Ich denke dann gerne an Traditionen von indigenen Völkern, für die das gesunde Heranwachsen ihrer Kinder überlebenswichtig war. Denn nur starke und eigenständige Leute, haben den eigenen Stamm oder das eigene Volk erst richtig stark gemacht. Bei den Lakota wurden die Jugendlichen für einige Tage weg geschickt, um ganz allein in der Natur ohne Hilfe zu überleben. So konnten sie sich selbst beweisen und lernten zudem noch allerhand Nützliches.
Eine andere sehr wichtige Erkenntnis, ist die, dass aus Langeweile Kreativität entsteht. Also die permanente Dauerbespassung oder das Management von ambitionierten Eltern über die Freizeit der Kinder, sind absolut kontraproduktiv. Auch hier empfiehlt es sich oft die Jugendlichen sich selbst zu überlassen und aus sich heraus zu schöpfen oder einfach Dinge ausprobieren zu dürfen.
Korrektur und Grenzen setzten
Wie auch in der Tierwelt liegt es natürlich auch an den Erwachsenen einzuschreiten, wenn unerwünschtes Verhalten ausartet. Kleinigkeiten könnte man auch öfter ignorieren oder klare, freundliche Vorgaben dafür geben, wie man sich denn sinnvoll benehmen kann. Das ist eine Kunst, die immer mehr abhanden kommt und mehr zum Streitfall wird, anstatt zur klaren Korrektur von Verhalten.
Das hat auch damit zu tun, dass wir selbst gelernt haben andere mit Manipulationen zu lenken, anstatt mit eigener klarer Führung voran zu schreiten. Also könnte man sich als Erzieher in jedem Fehlverhalten des Kindes wiedererkennen und selbst an der Nase nehmen, denn alles was man beim anderen beobachtet, kennt man ja auch von sich selbst. „Halte ich also selbst die Forderungen ein, die ich von meinem Kind verlange?“ So eine Selbstreflektion brachte schon viele AHA-Momente …
Glaubenssätze
Zu guter Letzt komme ich wieder zum Thema Worte. Denn alles was wir anderen häufig vorsagen, wirkt wie eine kleine Gehirnwäsche auf den anderen, besonders auf Jugendliche. Zum einen wiederholen sie es, zum anderen wird es durch die häufige Wiederholungen für wahr gehalten. Also gehören genau diese Inhalte und Ideen ganz genau überprüft, bevor sie auf unsere Heranwachsenden losgelassen werden.

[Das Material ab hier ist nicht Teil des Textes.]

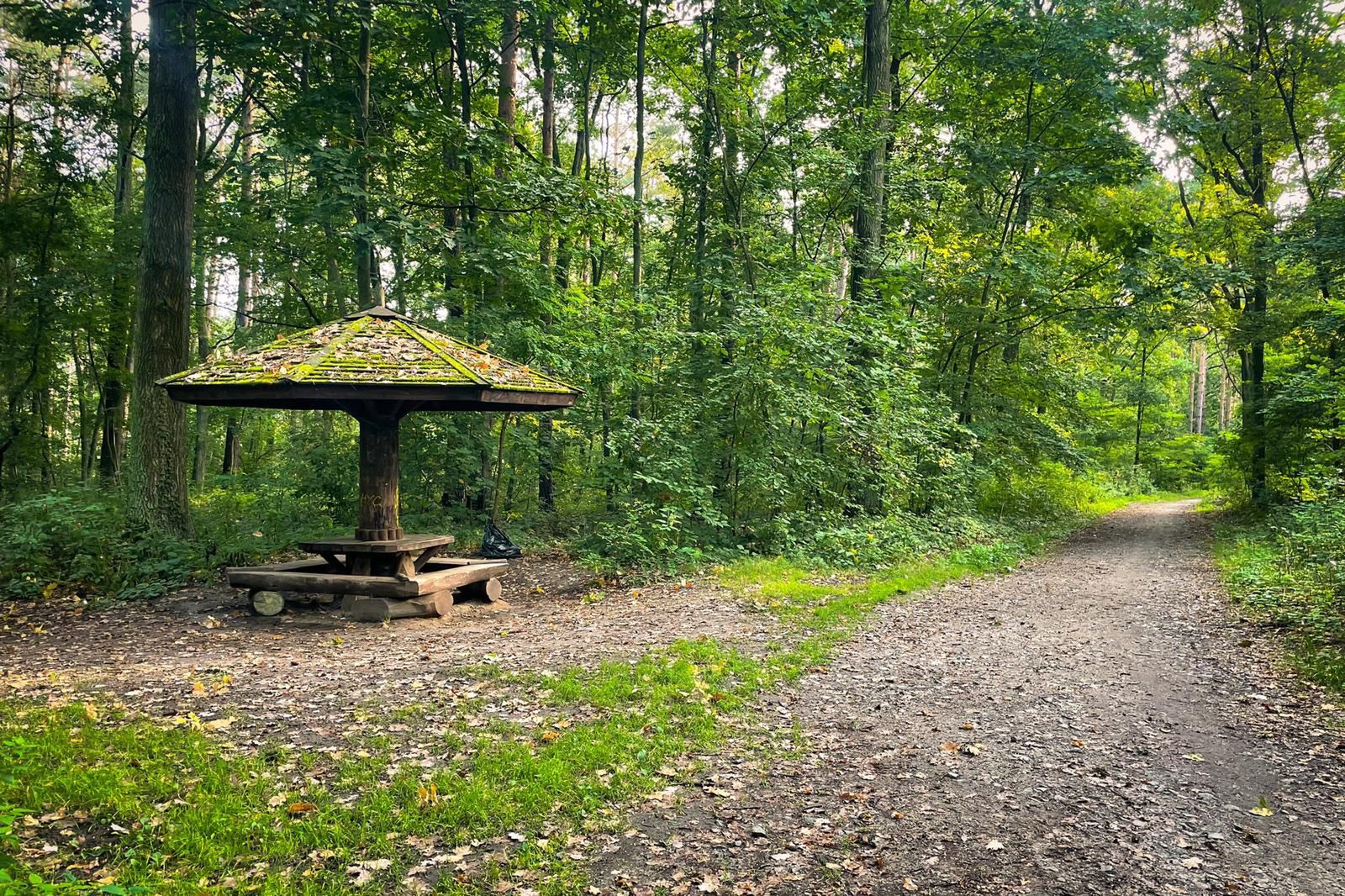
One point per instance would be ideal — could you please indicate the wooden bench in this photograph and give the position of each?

Sätze wie „Du machst, was ich sage“ oder „Du bist schuld, an meinem Unglück“ oder „Du bist sehr anstrengend“ sind zwar an der Tagesordnung, aber absolut nicht mehr zeitgemäss in einer aufgeklärten Gesellschaft. Sie grenzen mehr an Missbrauch und Irrsinn, als an vernünftige Erziehung. Denn das eigene Selbstbild des Kindes negativ zu färben oder schlechtes Gewissen einzureden, hinterlassen mehr Narben als jedes Lob oder Anerkennung jemals wieder gut machen können.

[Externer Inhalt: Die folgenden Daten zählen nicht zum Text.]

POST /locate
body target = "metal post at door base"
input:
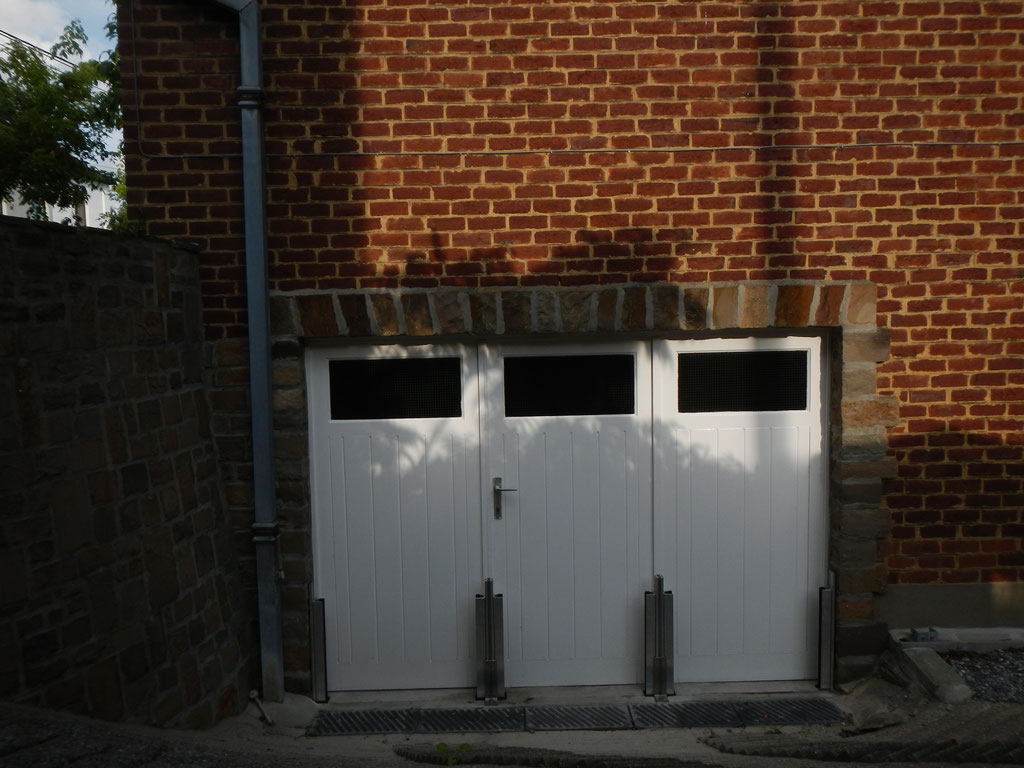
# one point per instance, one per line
(317, 649)
(826, 634)
(489, 645)
(658, 642)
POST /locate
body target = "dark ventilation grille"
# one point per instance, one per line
(396, 388)
(569, 385)
(711, 382)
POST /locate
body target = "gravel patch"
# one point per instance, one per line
(996, 676)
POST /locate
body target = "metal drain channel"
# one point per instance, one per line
(578, 718)
(597, 717)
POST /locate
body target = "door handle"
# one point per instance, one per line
(496, 485)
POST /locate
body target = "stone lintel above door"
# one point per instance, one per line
(858, 415)
(517, 311)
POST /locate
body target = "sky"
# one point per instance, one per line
(41, 22)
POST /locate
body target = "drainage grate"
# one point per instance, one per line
(330, 722)
(686, 715)
(578, 718)
(603, 717)
(790, 712)
(489, 719)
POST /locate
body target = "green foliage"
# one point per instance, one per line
(54, 121)
(117, 220)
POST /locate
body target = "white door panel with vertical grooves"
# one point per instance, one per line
(397, 539)
(571, 553)
(738, 525)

Genauso wie jedes „Das kannst du nicht“ und „Das ist nicht möglich“. Die hat man schon in meiner Kindheit erfolglos mit mir versucht. In einer Zeit als es noch kein Internet gab, keine Handys und schon gar keine Jobs, wie es sie heute gibt. Also was wussten die Erwachsenen damals über die Zukunft und was alles möglich sein würde?